The Chartered Institute for Securities & Investment (CISI), a professional body for individuals working, or seeking careers in wealth management and capital markets, wants all of its members to undergo integrity screening or face losing their membership, as it battles to restore public faith in finance.
Until now, only individuals offering financial advice had to take such a test as a condition of their CISI status and to comply with U.K. rules on how investment funds are sold to savers.
Bankers working in areas like corporate finance and mergers and acquisitions, and traders in bonds, shares and derivatives have no such regulatory requirements imposed upon them.
But the CISI said that systematic checks on the ethics and integrity of workers across the entire financial services industry were long overdue.
"There has been much talk about a number of initiatives which are aimed at restoring trust in financial services. This is one that has come to fruition and today we are introducing a real change," CISI CEO Simon Culhane said.
Based in London, the CISI is an international organization with offices in financial centres such as Dublin, Singapore, Dubai and Mumbai.
Around 7,300 of CISI's 40,000 members have sat the Integrity Matters test since it was introduced in late 2008. The CISI hopes the additional roll out will reassure savers that the industry is serious about ending so-called "casino-banking."

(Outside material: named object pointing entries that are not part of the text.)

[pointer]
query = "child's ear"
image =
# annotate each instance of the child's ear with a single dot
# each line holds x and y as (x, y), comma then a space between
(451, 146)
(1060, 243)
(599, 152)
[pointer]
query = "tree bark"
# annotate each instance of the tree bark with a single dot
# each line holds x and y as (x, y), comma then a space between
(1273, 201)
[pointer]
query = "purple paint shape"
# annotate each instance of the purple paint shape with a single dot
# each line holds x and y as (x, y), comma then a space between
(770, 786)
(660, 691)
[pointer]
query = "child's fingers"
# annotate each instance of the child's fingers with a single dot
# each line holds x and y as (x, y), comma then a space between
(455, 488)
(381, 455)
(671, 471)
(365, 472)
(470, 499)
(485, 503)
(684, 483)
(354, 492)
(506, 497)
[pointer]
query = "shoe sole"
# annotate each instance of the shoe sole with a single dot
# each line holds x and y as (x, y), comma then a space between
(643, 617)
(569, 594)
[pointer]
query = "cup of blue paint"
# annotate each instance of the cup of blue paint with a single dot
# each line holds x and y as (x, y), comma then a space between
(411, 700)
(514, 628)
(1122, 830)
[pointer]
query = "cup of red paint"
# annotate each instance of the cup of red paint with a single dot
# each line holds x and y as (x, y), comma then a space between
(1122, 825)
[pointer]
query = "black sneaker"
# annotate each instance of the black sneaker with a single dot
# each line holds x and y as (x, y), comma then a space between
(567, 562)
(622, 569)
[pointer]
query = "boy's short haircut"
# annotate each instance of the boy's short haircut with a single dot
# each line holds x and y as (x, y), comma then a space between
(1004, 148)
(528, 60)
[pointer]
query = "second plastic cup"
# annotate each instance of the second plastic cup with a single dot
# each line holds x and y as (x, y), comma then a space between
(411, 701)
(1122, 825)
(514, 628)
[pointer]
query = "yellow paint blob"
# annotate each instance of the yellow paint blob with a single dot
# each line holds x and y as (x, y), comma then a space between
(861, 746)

The test offers users six dilemmas, all based on real life examples from the financial sector. Each dilemma evolves over a series of time periods, with each response determining how the scenario develops.
As well as demanding compliance across its entire global membership, the CISI said it would no longer accept entry-level candidates for its capital markets qualifications unless they had passed the exam first.
Some institutions, including Bank of America, require staff working in retail investment advisory roles to take examinations set by, or that belong to, approved bodies like the CISI so they can more easily demonstrate competence of their employees to regulators.
Without such credentials, jobseekers could struggle to find work at some of the world's largest banks, the CISI said.
Martin Wheatley, head of Britain's Financial Conduct Authority, welcomed the CISI initiative but sceptics said the test would only prove that bankers know how they should act, not whether they actually would apply those ethics on a daily basis.
"No test can guarantee how someone will behave subsequently. But our aim is to make people aware of how they should behave when faced with difficult situations," Culhane said.